Advisor Omer Grossman framed the issue as an imperative, noting the agentic AI boom creates a runtime behavior opening companies cannot ignore. The ability to secure this layer determines whether organizations can adopt AI rapidly without compromising trust. Capsule’s approach uses runtime models to evaluate actions in context, blocking unsafe activity before completion and generating auditable telemetry for governance and compliance teams.

The platform is designed for seamless integration, securing both third-party and custom agents without requiring proxies, gateways, or SDKs. It supports environments including Cursor, Claude Code, Microsoft Copilot Studio, ServiceNow, and Salesforce Agentforce, feeding telemetry into existing security workflows.
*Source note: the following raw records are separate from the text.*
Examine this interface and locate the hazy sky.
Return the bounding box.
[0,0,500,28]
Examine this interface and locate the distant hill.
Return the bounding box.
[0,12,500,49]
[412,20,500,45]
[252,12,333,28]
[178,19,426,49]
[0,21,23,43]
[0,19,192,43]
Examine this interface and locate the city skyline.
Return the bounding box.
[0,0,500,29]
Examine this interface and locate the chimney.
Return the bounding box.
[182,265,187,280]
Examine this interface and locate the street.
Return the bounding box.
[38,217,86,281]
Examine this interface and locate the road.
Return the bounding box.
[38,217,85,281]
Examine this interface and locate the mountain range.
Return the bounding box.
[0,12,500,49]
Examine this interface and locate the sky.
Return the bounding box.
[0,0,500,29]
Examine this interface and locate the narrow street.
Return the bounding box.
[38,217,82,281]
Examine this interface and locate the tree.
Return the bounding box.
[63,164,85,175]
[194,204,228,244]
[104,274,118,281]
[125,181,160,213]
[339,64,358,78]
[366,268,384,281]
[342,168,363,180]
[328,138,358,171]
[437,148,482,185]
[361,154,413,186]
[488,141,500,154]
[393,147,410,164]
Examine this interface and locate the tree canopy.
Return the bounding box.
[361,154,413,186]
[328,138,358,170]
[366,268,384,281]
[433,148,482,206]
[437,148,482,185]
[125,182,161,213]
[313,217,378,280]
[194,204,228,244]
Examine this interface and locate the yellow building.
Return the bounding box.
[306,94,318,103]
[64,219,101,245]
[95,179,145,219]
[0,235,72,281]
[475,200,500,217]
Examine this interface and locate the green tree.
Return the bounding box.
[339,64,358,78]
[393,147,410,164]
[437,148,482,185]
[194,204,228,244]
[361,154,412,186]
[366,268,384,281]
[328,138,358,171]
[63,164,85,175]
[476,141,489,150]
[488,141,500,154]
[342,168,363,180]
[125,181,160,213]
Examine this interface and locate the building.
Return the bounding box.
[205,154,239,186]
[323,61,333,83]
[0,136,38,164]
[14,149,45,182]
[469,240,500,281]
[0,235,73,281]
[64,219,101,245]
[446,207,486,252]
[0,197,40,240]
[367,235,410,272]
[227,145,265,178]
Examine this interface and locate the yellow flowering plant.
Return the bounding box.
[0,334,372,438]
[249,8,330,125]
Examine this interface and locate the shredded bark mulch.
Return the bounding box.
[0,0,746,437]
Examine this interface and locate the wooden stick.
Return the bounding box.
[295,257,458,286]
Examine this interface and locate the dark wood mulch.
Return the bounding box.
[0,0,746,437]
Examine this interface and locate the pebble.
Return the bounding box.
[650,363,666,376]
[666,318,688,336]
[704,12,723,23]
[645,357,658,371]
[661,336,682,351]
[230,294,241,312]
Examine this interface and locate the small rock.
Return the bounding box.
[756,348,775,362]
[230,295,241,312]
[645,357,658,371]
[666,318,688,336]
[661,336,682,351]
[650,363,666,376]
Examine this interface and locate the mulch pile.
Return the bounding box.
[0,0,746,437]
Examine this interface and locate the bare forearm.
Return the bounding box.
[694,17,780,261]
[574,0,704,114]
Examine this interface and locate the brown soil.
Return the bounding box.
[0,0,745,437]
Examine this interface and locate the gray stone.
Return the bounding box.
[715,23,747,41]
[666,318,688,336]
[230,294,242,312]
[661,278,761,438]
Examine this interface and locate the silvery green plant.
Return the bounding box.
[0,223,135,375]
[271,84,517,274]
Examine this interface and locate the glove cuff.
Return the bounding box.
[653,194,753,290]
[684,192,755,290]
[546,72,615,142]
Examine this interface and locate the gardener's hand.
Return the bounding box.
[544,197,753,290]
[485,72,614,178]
Investors emphasized the novel technical demands of this space. Ron Zalkind of Lama Partners noted that agents have the “superpower” to write and deploy code at unprecedented rates, a capability that necessitates new security paradigms built to interpret intent and real-time behavior. Damien Henault of Forgepoint Capital International detailed Capsule’s technical foundation, which involves fine-tuning Small Language Models (SLMs) to create a multi-agent system of Guardian Agents. This architecture enables AI to protect AI, delivering both posture management and low-latency runtime protection, built by a team with deep expertise in both traditional security and emerging agent protocols.